The Indian River Lakes Conservancy, Redwood, was the largest local funding recipient, pulling in $39,250 to help develop a handicapped-accessible trail on Boyd Pond and progress toward accreditation in 2015.

“This is incredible for us,” said Elliott D. Hillback Jr., the conservancy’s president.

Mr. Hillback said the money would help develop the 24-acre pond area, which the group obtained last year in a 54-acre land purchase. He said the group had received three bids from architects and engineers to complete the work, and would make a decision soon on how to proceed.

Mark A. Scarlett, a board member who wrote the group’s grant applications, said the plan for the pond would be a trail leading to an overlook area and another trail on the waterfront leading to a launch area. Mr. Hillback said the accreditation funding would help the all-volunteer organization mature in its efforts.

Tug Hill Tomorrow Land Trust, Watertown, received $28,000 to support a stewardship plan for the Joseph A. Blake Jr. Wildlife Sanctuary, Rutland.

“It’s pretty incredible. ... We don’t have a lot of funding for the kind of work we do,” said Linda M. Garrett, the land trust’s executive director. “To have this program is pretty instrumental.”

One goal for the space, she said, is to create a parking lot that would help to make the area more accessible to school and community groups.

“A lot of people don’t even know we exist, so we’re trying to raise our profile around the area,” Mrs. Garrett said.

The group will have a work party from 10 a.m. to noon Saturday at the sanctuary.

Thousand Islands Land Trust, Clayton, received $13,000 to fund surveying and management costs for the Chippewa Bay Conservation Project in the town of Hammond.

“To be quite honest, it allows TILT to basically make the project successful,” said Jake R. Tibbles, the trust’s executive director.

He said the funding available was a sign of the support conservation work had from the federal government.

The Ontario Bays Initiative, Chaumont, received $2,000 to help its accreditation efforts.

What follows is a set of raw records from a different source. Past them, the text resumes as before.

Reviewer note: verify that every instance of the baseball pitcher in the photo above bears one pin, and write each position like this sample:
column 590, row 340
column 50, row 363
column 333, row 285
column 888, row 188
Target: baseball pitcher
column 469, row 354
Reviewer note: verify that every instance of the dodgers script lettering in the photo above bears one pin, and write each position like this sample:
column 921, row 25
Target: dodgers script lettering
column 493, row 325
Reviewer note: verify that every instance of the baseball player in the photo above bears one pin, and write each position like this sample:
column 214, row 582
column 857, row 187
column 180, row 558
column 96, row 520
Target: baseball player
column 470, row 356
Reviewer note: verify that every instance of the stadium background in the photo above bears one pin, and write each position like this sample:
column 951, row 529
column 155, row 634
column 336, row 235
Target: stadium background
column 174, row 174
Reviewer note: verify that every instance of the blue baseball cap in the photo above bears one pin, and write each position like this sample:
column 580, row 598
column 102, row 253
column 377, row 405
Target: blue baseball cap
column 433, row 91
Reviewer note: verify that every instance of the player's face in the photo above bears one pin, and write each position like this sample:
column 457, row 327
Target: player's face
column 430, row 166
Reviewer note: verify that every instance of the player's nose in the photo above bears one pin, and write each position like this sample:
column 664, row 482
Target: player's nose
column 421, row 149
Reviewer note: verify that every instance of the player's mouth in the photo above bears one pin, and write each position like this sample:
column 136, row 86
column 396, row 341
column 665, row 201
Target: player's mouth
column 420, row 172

As part of the new funding, each of the groups will contribute funds equaling 25 percent of the state money they received.

Overall, the state awarded $1,417,500 in Conservation Partnership Program grants to 57 nonprofit land trusts. The grant money, offered through the state Environmental Protection Fund, will be matched by $1.3 million in private and local funding.

“These grants will go a long way in the conservation of private lands and will result in significant environmental and economic benefits for communities throughout New York,” DEC Commissioner Joe Martens said in an email. “By increasing open space funding by $2.5 million in this year’s budget, Governor Andrew M. Cuomo has placed a priority on preserving and conserving New York’s natural resources. This dedicated source of funding will continue to cover critical environmental and land conservation programs.”

DEC’s statement Thursday said that since 2002, the Conservation Partnership Program has awarded more than $8 million in grants for 509 projects benefiting 83 different land trusts across the state.